Accelerating cardiac regenerative therapy with HiPSC spheroids

Researchers from Shinshu University and Keio University School of Medicine have tested a novel strategy for regenerative heart therapy. They transplanted cardiac spheroids derived from human induced pluripotent stem cells (HiPSCs) into damaged ventricles and observed very positive outcomes in primate models. These results could expand treatment options for people suffering from heart problems.

The prevalence of myocardial infarction is rising. These destroy millions of cardiac muscle cells, leaving the heart in a weakened state.  Currently, as mammals cannot regenerate cardiac muscle cells on their own, heart transplants are the only clinically viable option for patients suffering heart failure. However, full heart transplants are expensive and donors are rare, so alternative therapies are highly sought after.

The team cultivated HiPSCs in a medium that led to their differentiation into cardiomyocytes. Following the extraction and purification of cardiac spheroids, they injected approximately 6 × 10⁷ cells into the damaged hearts of crab-eating macaques and monitored the condition of the animals for twelve weeks, taking regular measurements of cardiac function.

Analysis of the monkeys’ hearts at the tissue level was then conducted to assess whether cardiac spheroids could regenerate the damaged heart muscles. The researchers verified the correct reprogramming of HiPSCs into cardiomyocytes first, observing at cellular-level electrical measurements that the cultured cells showed patterns typical of ventricular cells. Also, the cells responded as expected to numerous known drugs. Significantly, they discovered that the cells abundantly expressed adhesive proteins like connexin 43 and N-cadherin, which would promote their vascular integration into an existing heart.

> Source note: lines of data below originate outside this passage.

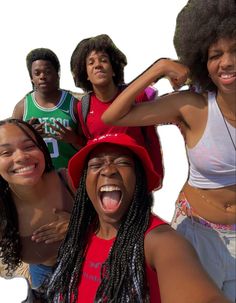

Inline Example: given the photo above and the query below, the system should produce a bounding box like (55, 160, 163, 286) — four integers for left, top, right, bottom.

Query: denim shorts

(29, 263, 53, 289)
(171, 204, 236, 302)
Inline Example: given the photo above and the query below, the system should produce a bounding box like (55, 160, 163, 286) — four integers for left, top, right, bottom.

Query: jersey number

(44, 138, 59, 158)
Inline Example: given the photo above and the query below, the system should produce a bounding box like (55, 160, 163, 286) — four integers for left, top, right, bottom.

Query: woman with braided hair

(102, 0, 236, 300)
(47, 133, 230, 302)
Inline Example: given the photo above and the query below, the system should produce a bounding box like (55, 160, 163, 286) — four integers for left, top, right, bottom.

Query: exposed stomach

(180, 183, 236, 225)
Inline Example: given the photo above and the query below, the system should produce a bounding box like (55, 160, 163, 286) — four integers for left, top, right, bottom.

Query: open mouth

(99, 185, 122, 212)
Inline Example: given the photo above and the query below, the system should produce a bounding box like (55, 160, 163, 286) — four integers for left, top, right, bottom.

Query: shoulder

(144, 222, 196, 269)
(12, 97, 26, 118)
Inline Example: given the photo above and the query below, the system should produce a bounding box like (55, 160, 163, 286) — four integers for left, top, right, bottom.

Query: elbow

(101, 113, 113, 125)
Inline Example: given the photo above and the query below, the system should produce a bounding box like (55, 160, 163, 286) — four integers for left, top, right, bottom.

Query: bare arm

(102, 59, 191, 126)
(12, 99, 24, 119)
(145, 225, 231, 303)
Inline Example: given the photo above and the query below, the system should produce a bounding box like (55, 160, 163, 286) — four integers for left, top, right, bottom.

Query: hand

(152, 59, 190, 90)
(46, 121, 79, 145)
(31, 209, 70, 244)
(28, 117, 45, 136)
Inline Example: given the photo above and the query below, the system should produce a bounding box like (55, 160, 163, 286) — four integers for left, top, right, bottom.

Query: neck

(34, 89, 62, 107)
(9, 174, 49, 206)
(93, 83, 118, 103)
(216, 92, 236, 121)
(96, 220, 119, 240)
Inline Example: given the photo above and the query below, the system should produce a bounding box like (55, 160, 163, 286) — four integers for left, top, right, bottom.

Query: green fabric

(23, 90, 77, 168)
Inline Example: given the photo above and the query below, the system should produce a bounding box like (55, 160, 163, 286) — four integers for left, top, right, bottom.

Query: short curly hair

(174, 0, 236, 91)
(26, 48, 60, 79)
(70, 34, 127, 92)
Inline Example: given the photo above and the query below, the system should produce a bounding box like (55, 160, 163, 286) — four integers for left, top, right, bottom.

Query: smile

(13, 164, 36, 174)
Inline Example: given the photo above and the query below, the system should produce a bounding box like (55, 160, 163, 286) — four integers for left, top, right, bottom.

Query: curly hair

(26, 47, 61, 79)
(47, 158, 153, 302)
(70, 34, 127, 92)
(0, 119, 53, 274)
(174, 0, 236, 91)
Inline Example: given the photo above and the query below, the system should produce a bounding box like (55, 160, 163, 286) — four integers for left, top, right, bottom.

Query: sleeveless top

(23, 90, 78, 169)
(77, 91, 164, 189)
(76, 214, 166, 302)
(20, 171, 74, 264)
(187, 92, 236, 188)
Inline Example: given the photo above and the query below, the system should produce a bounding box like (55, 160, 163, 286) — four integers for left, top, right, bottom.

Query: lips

(99, 185, 122, 212)
(219, 72, 236, 85)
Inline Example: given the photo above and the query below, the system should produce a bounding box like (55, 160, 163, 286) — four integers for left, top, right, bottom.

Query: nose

(14, 149, 30, 162)
(100, 163, 118, 177)
(220, 52, 234, 69)
(94, 59, 102, 69)
(39, 72, 47, 80)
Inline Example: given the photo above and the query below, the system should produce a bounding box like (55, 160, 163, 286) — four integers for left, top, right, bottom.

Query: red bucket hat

(68, 133, 161, 192)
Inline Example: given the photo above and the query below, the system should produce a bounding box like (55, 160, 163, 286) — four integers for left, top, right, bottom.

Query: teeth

(14, 165, 35, 173)
(220, 73, 236, 79)
(100, 185, 120, 192)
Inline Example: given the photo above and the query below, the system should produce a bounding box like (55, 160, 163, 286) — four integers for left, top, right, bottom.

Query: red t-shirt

(77, 91, 163, 189)
(76, 214, 166, 302)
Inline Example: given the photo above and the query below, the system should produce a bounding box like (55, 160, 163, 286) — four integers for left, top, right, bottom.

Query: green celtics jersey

(23, 90, 78, 169)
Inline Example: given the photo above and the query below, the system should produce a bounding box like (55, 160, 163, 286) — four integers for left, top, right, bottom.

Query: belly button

(224, 202, 232, 210)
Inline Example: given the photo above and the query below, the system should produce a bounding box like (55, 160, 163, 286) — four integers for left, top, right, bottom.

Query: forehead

(209, 37, 236, 51)
(88, 143, 133, 160)
(31, 60, 55, 70)
(0, 123, 34, 144)
(86, 50, 109, 60)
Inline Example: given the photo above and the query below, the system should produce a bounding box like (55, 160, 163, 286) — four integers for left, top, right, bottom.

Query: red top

(77, 91, 163, 188)
(76, 214, 167, 302)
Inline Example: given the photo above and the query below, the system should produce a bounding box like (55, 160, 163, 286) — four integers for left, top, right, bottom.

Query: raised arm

(102, 59, 190, 126)
(145, 225, 231, 303)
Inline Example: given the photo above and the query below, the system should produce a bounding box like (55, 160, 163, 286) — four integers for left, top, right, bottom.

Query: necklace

(217, 100, 236, 151)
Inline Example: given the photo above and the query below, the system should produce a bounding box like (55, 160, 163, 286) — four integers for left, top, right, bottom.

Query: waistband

(176, 196, 236, 231)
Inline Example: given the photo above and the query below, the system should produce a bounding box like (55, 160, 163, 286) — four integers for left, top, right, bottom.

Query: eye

(208, 52, 221, 60)
(0, 150, 12, 157)
(114, 158, 134, 167)
(88, 160, 103, 170)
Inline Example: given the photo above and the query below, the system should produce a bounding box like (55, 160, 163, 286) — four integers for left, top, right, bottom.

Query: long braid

(95, 159, 152, 302)
(47, 169, 96, 302)
(47, 159, 153, 302)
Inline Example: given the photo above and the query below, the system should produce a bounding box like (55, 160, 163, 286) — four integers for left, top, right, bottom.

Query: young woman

(47, 133, 230, 302)
(0, 119, 74, 292)
(102, 0, 236, 300)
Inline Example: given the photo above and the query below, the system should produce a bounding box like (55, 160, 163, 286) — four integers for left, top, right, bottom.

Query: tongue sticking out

(101, 191, 121, 211)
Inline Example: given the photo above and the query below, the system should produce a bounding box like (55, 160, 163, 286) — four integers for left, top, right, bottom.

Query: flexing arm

(145, 225, 231, 303)
(102, 59, 190, 126)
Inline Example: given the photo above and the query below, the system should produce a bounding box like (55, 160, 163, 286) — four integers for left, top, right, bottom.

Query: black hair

(70, 34, 127, 92)
(47, 157, 153, 302)
(174, 0, 236, 91)
(26, 47, 60, 79)
(0, 118, 53, 274)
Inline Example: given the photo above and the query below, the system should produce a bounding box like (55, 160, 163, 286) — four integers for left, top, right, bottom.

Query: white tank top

(187, 92, 236, 188)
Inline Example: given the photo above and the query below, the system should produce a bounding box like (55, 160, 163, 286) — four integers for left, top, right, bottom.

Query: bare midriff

(180, 183, 236, 225)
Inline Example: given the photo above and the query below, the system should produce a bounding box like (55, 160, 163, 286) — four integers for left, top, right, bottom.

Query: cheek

(86, 173, 97, 201)
(124, 171, 136, 197)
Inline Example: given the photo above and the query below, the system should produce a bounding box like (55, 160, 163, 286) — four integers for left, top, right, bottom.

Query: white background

(0, 0, 188, 299)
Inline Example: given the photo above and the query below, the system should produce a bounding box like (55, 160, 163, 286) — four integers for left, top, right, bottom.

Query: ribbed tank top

Furthermore, this approach is less expensive and easier to adopt because the cells were transported from the production facility at Keio University to Shinshu University, located 230km away. The cardiac spheroids were preserved at 4°C in standard containers and withstood the four-hour journey, meaning extreme cryogenic measures would not be required when transporting the cells to clinics.

The monkeys received injections of either cardiac spheroids or a placebo directly into the damaged heart ventricle. The team noted that arrhythmias were very uncommon, with only two individuals experiencing transient tachycardia in the first two weeks among the treatment group. Echocardiography and computed tomography exams confirmed that, compared to the control group, the hearts of monkeys that received treatment had better left ventricular ejection after four weeks, demonstrating a superior blood pumping capability.

Ultimately, it was revealed through the histological analysis that the cardiac grafts were mature and properly connected to pre-existing existing tissue, confirming the results of previous observations. “HiPSC-derived cardiac spheroids could potentially serve as an optimal form of cardiomyocyte products for heart regeneration, given their straightforward generation process and effectiveness,” explained first author Dr Hideki Kobayashi. “We believe that the results of this research will help solve the major issue of ventricular arrhythmia that occurs after cell transplantation and will greatly accelerate the realisation of cardiac regenerative therapy.”

Despite this cardiac spheroid production protocol being tested in monkeys, it was designed for clinical application in humans. “The favourable results obtained thus far are sufficient to provide a green light for our clinical trial, called the LAPiS trial. We are already employing the same cardiac spheroids on patients with ischemic cardiomyopathy,” concluded Dr Kobayashi.

This study was published in Circulation.